Heterogeneity in datacenter resources has become the fact of life. We identify and categorize a number of different types of heterogeneity. When talking about heterogeneity, we generally refer to static or dynamic attributes associated with individual resources. Previously the levels of heterogeneity were fairly benign and limited to a few different types of processor architectures. Now, however, it has become a common trend to deploy hardware accelerators (e.g., Tesla K40/K80, Google TPU, Intel Xeon PHI) and even FPGAs (e.g., Microsoft Catapult project). Nodes themselves are connected with heterogeneous interconnects, oftentimes with more than one interconnect option available (e.g., 40Gbps ethernet backbone, Infiniband, FPGA torus topology).
The workloads we consolidate on top of this diverse hardware differ vastly in their success metrics (completion time, SLO attainment, high availability) and are increasingly able to run on different configurations of resources (e.g., with/without hardware acceleration, with/without the dedicated low-latency interconnect, same rack vs. cross-rack) with correspondingly different run times associated with those placement options. The question becomes, how do you allocate the right sets of resources to the right jobs at the right time?

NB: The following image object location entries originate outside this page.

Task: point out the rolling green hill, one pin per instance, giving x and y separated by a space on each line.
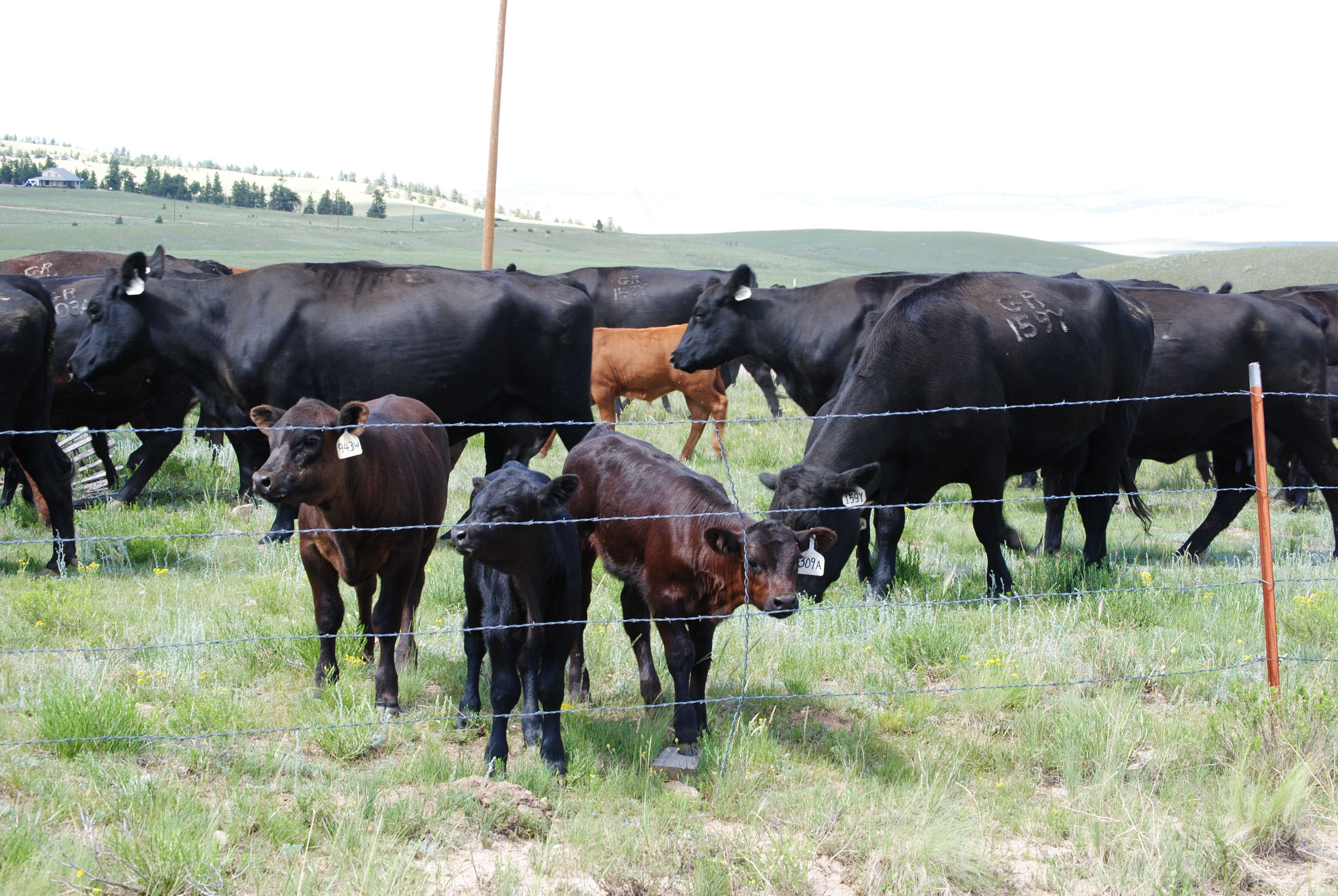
35 221
1267 268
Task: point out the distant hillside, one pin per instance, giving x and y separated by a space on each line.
949 252
1249 269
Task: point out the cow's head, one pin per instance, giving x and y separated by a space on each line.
117 333
812 497
507 513
304 466
771 561
719 328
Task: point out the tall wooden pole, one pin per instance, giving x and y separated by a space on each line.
1270 612
491 199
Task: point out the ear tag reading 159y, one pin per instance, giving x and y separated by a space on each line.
811 562
854 498
348 446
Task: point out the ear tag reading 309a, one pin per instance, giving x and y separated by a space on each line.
811 562
854 498
348 446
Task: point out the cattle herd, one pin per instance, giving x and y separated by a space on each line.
349 390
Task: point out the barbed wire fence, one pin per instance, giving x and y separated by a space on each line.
743 697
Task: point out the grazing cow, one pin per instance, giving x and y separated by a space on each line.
1205 345
644 297
87 264
477 348
807 335
398 479
688 572
27 343
636 364
521 578
1016 340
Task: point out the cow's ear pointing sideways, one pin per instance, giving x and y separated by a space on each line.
133 272
265 416
157 262
354 415
560 491
724 542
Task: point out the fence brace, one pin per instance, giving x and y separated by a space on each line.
1270 608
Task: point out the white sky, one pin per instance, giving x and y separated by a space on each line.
1096 122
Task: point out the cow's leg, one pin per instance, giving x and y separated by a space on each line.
579 677
889 525
680 657
474 648
636 612
1235 481
1056 489
504 690
330 610
761 374
51 471
98 441
863 569
366 591
699 415
988 522
703 633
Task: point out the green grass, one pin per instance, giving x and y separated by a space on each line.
1183 784
34 221
1266 268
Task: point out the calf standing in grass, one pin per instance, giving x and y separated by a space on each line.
522 574
687 572
387 476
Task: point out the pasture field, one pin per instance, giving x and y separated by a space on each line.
34 221
1166 783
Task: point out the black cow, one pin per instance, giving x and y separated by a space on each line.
27 343
643 297
475 348
807 335
1205 344
1013 340
518 581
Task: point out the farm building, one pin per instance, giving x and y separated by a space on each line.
55 178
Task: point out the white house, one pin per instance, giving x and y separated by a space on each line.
55 178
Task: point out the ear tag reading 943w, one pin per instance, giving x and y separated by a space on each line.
348 446
811 562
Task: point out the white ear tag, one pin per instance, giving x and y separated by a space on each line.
811 562
348 446
854 498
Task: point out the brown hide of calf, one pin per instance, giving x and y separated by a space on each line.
686 572
399 481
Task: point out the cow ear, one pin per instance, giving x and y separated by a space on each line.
823 538
354 415
133 272
560 491
724 542
265 416
157 262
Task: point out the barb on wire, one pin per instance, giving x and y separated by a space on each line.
731 698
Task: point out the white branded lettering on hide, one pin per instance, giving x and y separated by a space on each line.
811 562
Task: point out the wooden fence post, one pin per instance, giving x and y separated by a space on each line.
1270 608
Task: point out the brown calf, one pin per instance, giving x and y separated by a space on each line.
399 479
688 572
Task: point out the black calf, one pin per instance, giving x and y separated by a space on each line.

We proposed a scheduling algebra that allows to express spatio-temporal placement preferences succinctly and a compilation algorithm for resource requests expressed with this scheduling algebra that automatically translates them into Mixed Integer Linear Programming (MILP) problems, solved with an off-the-shelf solver online to schedule continuously arriving jobs. The following diagram gives a high-level overview of the end-to-end architecture we’ve built to instantiate these ideas.
Resource requests for jobs of different types are translated into our Space-Time Resource Language (STRL) expressions that declaratively and succinctly capture jobs’ resource preferences. Each “n Choose k” (nCk) primitive, fundamentally, is able to map any k-subset of resources chosen from a specified resource equivalence set to a scalar value in R. STRL expressions are functions that map a resource superset to R, and does so in a very succinct form of algebraic expressions. These nCk primitives and, more generally, any subexpressions expressed in STRL can then be composed, much like algebraic expressions. STRL defines a handful of operators, such as max, min, sum, scale, and barrier that behave intuitively, as they evaluate to the max-valued subexpression, min-valued subexpression, to the sum of all operand values, scale the value of a single operand, or threshold the value signal by evaluating to the specified threshold, if reached, and zero otherwise.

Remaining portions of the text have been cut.